I was thinking on offline evaluation. Running the algorithm over a previously collected set of samples.

  • Is this evaulation independent of translator and translators history of contributions, deletions?

Mainly, yes. I think it makes sense to treat the data as independent of who created it. For example, I can set an example translation, and it would be great that it leads always to the same result of the evaluation.
Since some algorithms consider additional details (e.g., whether the user had previous deletions), we could include those as parameters of the test. For example, we can run an algorithm for all samples twice, one simulating a regular user and another one simulating a user with previous deletions. However, I'd not considering taking data from real users since that makes the evaluation less predictable.

  • What are the algorithms we are evaluating if they are matching the human expectation?

Yes.

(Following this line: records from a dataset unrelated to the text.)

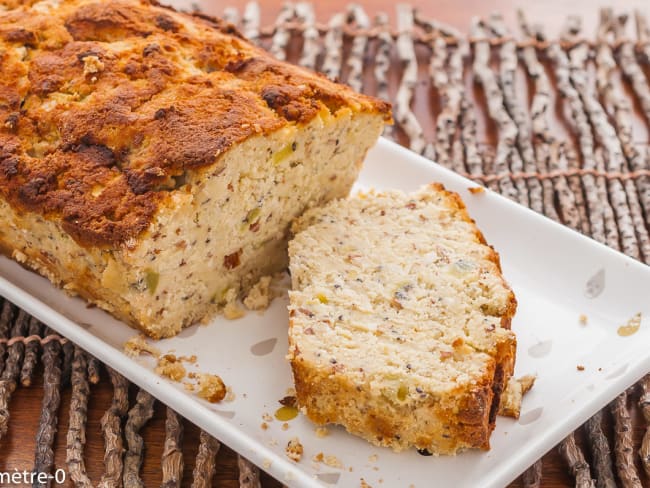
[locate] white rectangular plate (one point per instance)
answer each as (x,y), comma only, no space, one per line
(557,275)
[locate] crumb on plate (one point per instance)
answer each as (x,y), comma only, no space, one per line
(294,449)
(211,387)
(170,367)
(138,345)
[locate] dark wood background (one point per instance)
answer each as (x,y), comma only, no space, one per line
(17,448)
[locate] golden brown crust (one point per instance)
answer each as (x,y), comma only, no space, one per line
(105,105)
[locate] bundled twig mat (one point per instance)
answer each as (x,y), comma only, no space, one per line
(595,179)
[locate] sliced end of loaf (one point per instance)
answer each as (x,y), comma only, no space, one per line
(400,321)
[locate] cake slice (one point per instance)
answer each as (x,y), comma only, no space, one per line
(400,320)
(151,161)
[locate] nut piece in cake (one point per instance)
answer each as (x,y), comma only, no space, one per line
(399,305)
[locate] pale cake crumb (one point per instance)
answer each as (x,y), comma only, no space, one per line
(170,367)
(294,449)
(138,345)
(259,297)
(333,462)
(230,395)
(232,311)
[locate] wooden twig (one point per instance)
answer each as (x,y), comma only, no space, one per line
(206,461)
(251,22)
(620,147)
(282,35)
(249,474)
(6,314)
(139,415)
(94,368)
(172,457)
(620,227)
(32,350)
(585,139)
(600,452)
(624,444)
(47,425)
(66,368)
(333,42)
(644,404)
(473,162)
(111,424)
(532,477)
(404,116)
(643,34)
(542,138)
(11,372)
(357,16)
(310,37)
(506,127)
(523,154)
(633,73)
(382,65)
(446,74)
(76,438)
(575,459)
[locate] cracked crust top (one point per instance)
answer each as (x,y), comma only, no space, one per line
(105,105)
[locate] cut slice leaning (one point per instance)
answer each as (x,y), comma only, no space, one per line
(400,320)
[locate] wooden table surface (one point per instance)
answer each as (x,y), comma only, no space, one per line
(17,449)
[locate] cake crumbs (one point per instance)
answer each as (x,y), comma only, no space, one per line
(170,367)
(138,345)
(230,395)
(294,449)
(232,310)
(211,387)
(333,462)
(260,295)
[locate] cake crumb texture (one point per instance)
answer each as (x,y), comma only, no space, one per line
(400,320)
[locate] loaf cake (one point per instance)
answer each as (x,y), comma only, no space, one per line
(151,161)
(400,321)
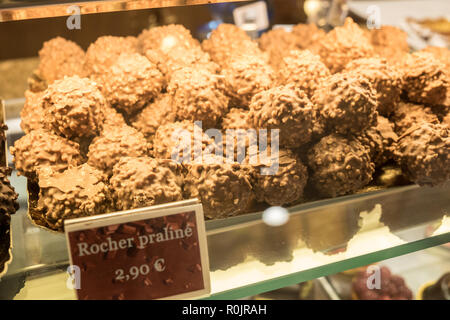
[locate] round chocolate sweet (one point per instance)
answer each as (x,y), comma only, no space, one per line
(131,82)
(223,188)
(142,181)
(344,44)
(303,69)
(74,108)
(40,148)
(77,192)
(339,165)
(114,143)
(198,95)
(347,103)
(424,153)
(105,51)
(385,79)
(425,78)
(286,108)
(59,58)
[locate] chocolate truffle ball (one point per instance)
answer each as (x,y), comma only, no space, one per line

We try to make the human expectation to be more specific with a set of examples that illustrate it. If a Chinese Wikipedia editor points to a bad translation that our system is not flagging we can incorporate to the list of samples, and for any improvement we make to the system in order to better deal with that case, we will be more confident that problems are not created for the cases represented by the other existing samples.

  • What are the pre-requisites before this evaluation? Collection of good translation, bad translation? If so what defines good and what defines bad for a language? Is this based on human judgement? If so is it single human judgement?

Yes, we need a collection of good and bad translations. What is good and bad, is defined by human judgement. In the same way that we tried to capture this judgement in the limit rules (e.g. 100% unedited translation is likely bad), we will be capturing it in a series of examples. We can start with some samples, and increase coverage as we collaborate with communities to improve how the limits work for them. The more languages covered and people involved, the better.